On SOLID code: OPosted: June 15, 2011
The O in SOLID stands for “Open/Closed Principle”, and in practice encompasses a number of programming practices that enable the construction of useful, stable lass hierarchies. When building a class, every part of the class should be as closed as possible for modification, and as open as needed for extension. In practice, this means that all methods should be private unless absolutely necessary. All members should be both private and final, again, unless absolutely necessary.
Classes should be closed for modification in order to enable a number of things. First and foremost, members should be private so that operations on them are handled by the root class, which can then be modified and versioned in ways that can be guaranteed to be both backwards compatible and stable. Once encapsulation is broken, base classes become both unstable and difficult to version, since there is no clear contract as to how and when their state can be modified. The most stable, versionable class has immutable state and no public members. Such classes are often not particularly useful or interesting, although they do exist (for example, one could imagine a class responsible for doing periodic healthchecks against a cluster of machines and recording the results.) When opening a class up to extension, such as declaring methods protected, there should be a clear, explicit contract as to the expected behavior of extensions. When opening methods up for public or package consumption, again, there should be both a clear, well understood behavioral contract, and subclasses should not be able to alter this contract, since that would violate the ability for those subclasses to be reliably substituted for their base class.

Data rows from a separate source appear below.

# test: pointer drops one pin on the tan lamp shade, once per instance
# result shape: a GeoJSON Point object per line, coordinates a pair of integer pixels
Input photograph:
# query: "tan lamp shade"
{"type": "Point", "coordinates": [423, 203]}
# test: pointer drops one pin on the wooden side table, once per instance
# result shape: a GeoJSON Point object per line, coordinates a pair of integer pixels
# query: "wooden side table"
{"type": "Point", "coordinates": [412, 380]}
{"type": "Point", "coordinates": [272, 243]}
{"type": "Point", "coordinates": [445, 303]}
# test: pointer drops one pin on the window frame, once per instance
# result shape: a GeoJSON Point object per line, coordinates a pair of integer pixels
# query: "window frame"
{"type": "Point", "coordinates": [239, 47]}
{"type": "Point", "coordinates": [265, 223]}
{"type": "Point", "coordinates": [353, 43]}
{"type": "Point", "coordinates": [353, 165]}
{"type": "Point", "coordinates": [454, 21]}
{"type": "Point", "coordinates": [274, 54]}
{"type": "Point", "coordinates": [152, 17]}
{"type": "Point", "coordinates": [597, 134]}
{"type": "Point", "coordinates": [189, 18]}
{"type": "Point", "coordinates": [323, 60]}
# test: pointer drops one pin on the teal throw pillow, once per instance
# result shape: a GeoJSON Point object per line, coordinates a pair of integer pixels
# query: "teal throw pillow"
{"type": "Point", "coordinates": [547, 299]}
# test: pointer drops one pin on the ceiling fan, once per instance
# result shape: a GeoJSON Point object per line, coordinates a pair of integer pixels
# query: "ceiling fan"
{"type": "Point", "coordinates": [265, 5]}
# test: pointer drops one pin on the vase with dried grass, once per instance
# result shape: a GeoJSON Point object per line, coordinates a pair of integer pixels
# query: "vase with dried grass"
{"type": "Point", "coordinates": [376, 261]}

The use of interfaces and abstract base classes where appropriate also enables the closing of classes for modification, since modifications that break the interface’s contract, or that of the abstract class will be caught by the compiler. The intelligent use of interfaces and abstract classes is incredibly important: Successful framework design, which enables high degrees of reuse, often relies on dependencies on abstraction (interfaces, abstract classes,) rather than concretions. We put a great deal of thoughts into what things in the system should be interfaces, and where abstract classes can be deployed. Such tools provide wonderfully useful constraints as well, ensuring that failure to write extensions to a framework in the correct way are caught as early and quickly as possible.